Even Dipak Jain, who took the helm as dean of INSEAD last July, says that he struggles to understand the murky particulars of the arrangement. “I am trying to understand very clearly what were the deliverables, [and] what was promised,” he says.

Mr. Jain says there is no plan for an Abu Dhabi M.B.A. degree in the immediate future, but says INSEAD will offer two-month M.B.A. courses for students beginning next year.

Jihad Mohaidat, who manages global partnerships for the Abu Dhabi Education Council, says those who express confusion over the arrangement “are confused themselves,” and maintains that an M.B.A. is “part of the vision going forward.”

By opting for a full-fledged campus branch rather than a joint venture with a local institution, “We have all the problems and all the opportunities of any global business,” says Hal Gregersen, senior affiliate professor of leadership and a resident faculty member in Abu Dhabi.

To be sure, some schools have successfully staked claims in the U.A.E. New York University, which signed an agreement with the Abu Dhabi government in 2007, enrolled 148 students in its inaugural fall 2010 undergraduate class. NYU says that demand has been strong, thanks to generous government-sponsored financial aid, and when the school moves into a new facility in 2014, NYU says it anticipates admitting an undergraduate class of 2,000 to 2,200 and several hundred graduate students.

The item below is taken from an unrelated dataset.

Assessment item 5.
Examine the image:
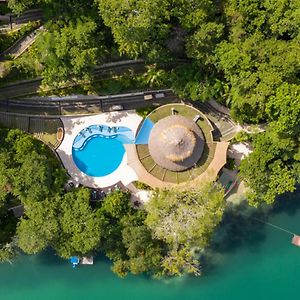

In the business-school market, London Business School and City University London’s Cass Business School both launched executive M.B.A.s in neighboring Dubai in 2007. London enrolled 113 in its most recent class, and Cass another 116.

Others have had a harder time breaking in. Duke University’s Fuqua School of Business in November announced it would launch a Master of Management Studies in Dubai this spring. But creating the new degree program “has turned out to be somewhat more complex than we anticipated,” says Kevin Anselmo, associate director of public relations. The school declined to provide details of a new start date.

Mr. Jain, INSEAD’S dean, says there is little value in dwelling on past events, and the school must now turn its attention to future plans. To that end, he has helped to reconvene an advisory board stipulated by the original contract, with regular meetings to monitor the school’s progress.

Mr. Mohaidat of the Abu Dhabi Education Council says that Abu Dhabi’s relationship with INSEAD is “flourishing,” citing future growth prospects, and INSEAD administrators say there is no plan to shut down the campus—but there are likely to be changes ahead. “The big question is, what do we do next?” says Mr. Ponsonnet. “This is not solved yet.”

—Margaret Coker contributed to this article.